Oxfam réutilise une méthodologie maintes fois dénoncée

 

Le rapport Une économie au service des 99% d’Oxfam, publié il y a quelques jours, répète les mêmes erreurs que les éditions précédentes, comme si ses auteurs n’avaient rien appris des critiques suscitées par leurs profondes incohérences méthodologiques. L’organisation semble avoir renoncé à lutter contre la pauvreté et choisi de mettre l’accent sur la dénonciation des inégalités.

L’affirmation du rapport selon laquelle « huit hommes possèdent autant que la moitié de la population mondiale » est basée sur des données justes, mais des calculs complètement faux.

Pour obtenir ces résultats, les auteurs du rapport soustraient les dettes des actifs. Par exemple, si vous avez emprunté pour acheter votre maison, on soustrait le prêt de la valeur de la maison.

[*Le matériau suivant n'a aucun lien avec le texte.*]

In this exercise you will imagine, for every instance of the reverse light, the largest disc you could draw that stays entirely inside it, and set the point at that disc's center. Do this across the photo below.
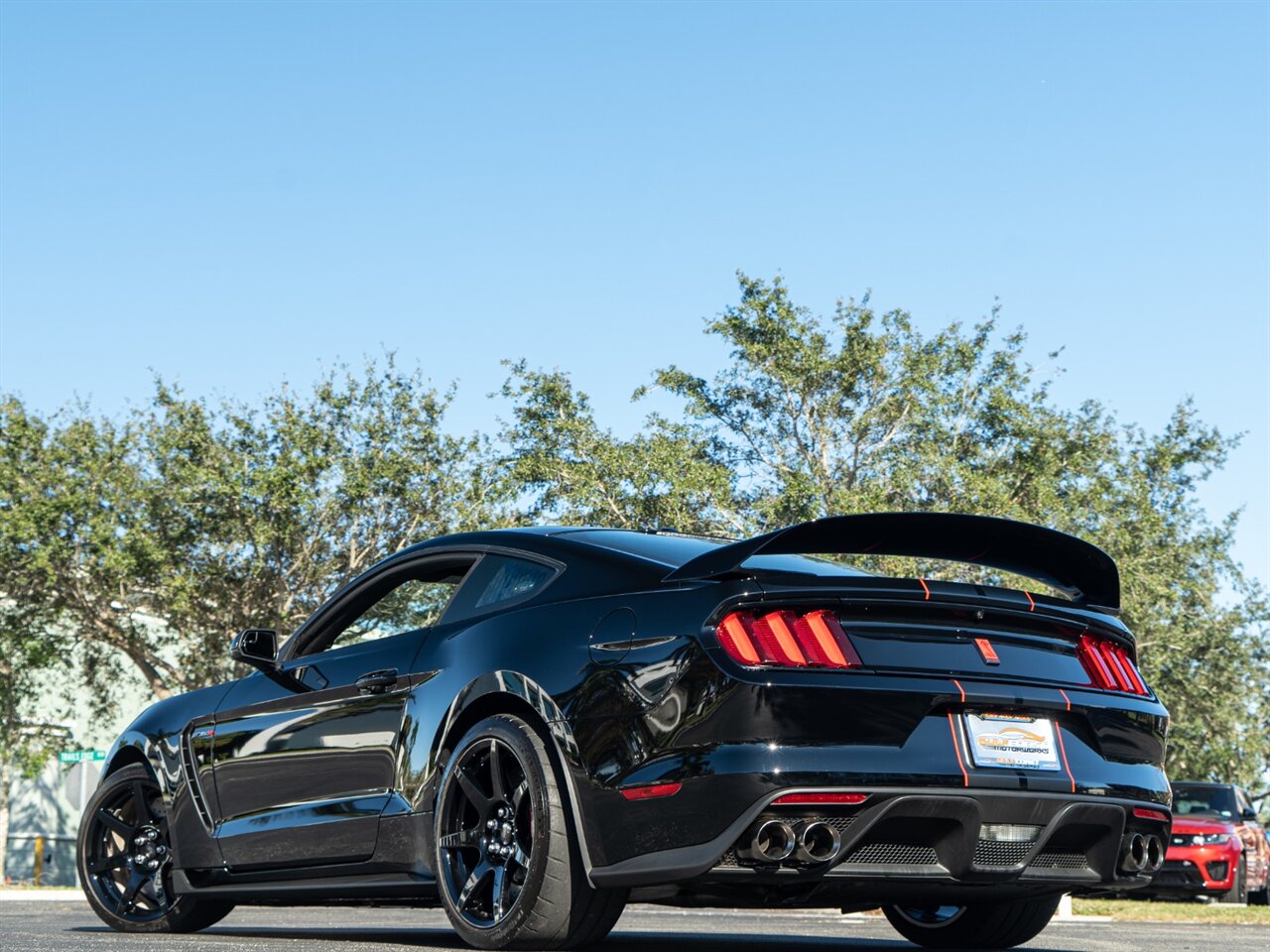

C’est une mesure de la richesse qui n’est pas fiable et qui rend les résultats du rapport dénués de sens.

Selon cette méthodologie, une grande partie des personnes les plus pauvres du monde sont des personnes dans les pays riches ayant un niveau d’endettement élevé parce qu’ils ont une hypothèque. L’édition 2014 commettait cette erreur et a été dénoncée par de nombreux économistes, mais cela n’a pas empêché Oxfam d’utiliser la même méthodologie en 2015, en 2016 et encore une fois plus tôt cette semaine. Ces rapports, d’une institution au demeurant respectable, ont ainsi été publiés avec des erreurs conceptuelles importantes non pas une fois, mais quatre années consécutives.

Comme l’ont souligné certains économistes (ici, ici et ici), l’analyse d’Oxfam laisse entendre par exemple qu’un diplômé d’une grande université qui, comme beaucoup d’étudiants, est endetté, est plus pauvre qu’un agriculteur qui n’a pas dettes dans l’un des pays les plus défavorisés du monde. C’est une conception de la pauvreté et de la richesse complètement surréaliste; selon cette même analyse, les États-Unis compteraient une plus large part des personnes les plus pauvres au monde que la Chine.

Les grandes déclarations du rapport sur les inégalités font de belles manchettes, mais elles répondent mal au défi du développement économique mondial. Les pays occidentaux ne sont pas passés de la calèche aux automobiles modernes et n’ont pas augmenté leur niveau de vie d’un facteur de 16 au cours des 200 dernières années, en n’ayant que le mot « inégalité » à la bouche. Ils l’ont fait par l’innovation et l’entrepreneuriat.

Parmi les recommandations « prioritaires » d’Oxfam, il faut « mettre un terme une bonne fois pour toutes à l’ère des paradis fiscaux ». Pourtant, ce débat n’a rien à voir avec la pauvreté absolue. Les recommandations de politique d’Oxfam se concentrent tellement sur les riches et l’accumulation de richesses, qu’ils en oublient même d’être préoccupés par le sort des pauvres.

Mais pourquoi le débat et la mission d’Oxfam sont-ils passés de la lutte contre la pauvreté à la dénonciation des inégalités? C’est sans doute dû au fait que le grand combat contre la pauvreté est largement en train d’être gagné. L’économie de marché entraîne une prospérité accrue dans les pays en développement à un rythme sans précédent.

En effet, la liberté économique et l’entrepreneuriat, tous deux en croissance au niveau mondial, sont fortement associés à la prospérité et à la réduction de la pauvreté. Cela affecte non seulement le nombre de personnes vivant dans la pauvreté, mais aussi le niveau de vie de ces pauvres. La Banque mondiale a annoncé il y a deux ans que le taux mondial de pauvreté devait tomber en dessous du seuil de 10 % pour la première fois dans l’histoire de l’humanité. Les inégalités ne sont absolument pas pertinentes pour expliquer ce développement.

En recourant à une méthodologie qui a été discréditée plusieurs fois, Oxfam prouve sans le vouloir que la lutte contre les inégalités est un échec intellectuel. Tout comme l’aide étrangère et l’allégement de la dette des pays pauvres n’ont pas réussi à faire changer les choses, l’obsession à propos des inégalités ne sera sans doute pas un remède miracle.

Mathieu Bédard est économiste à l’Institut économique de Montréal. Il signe ce texte à titre personnel.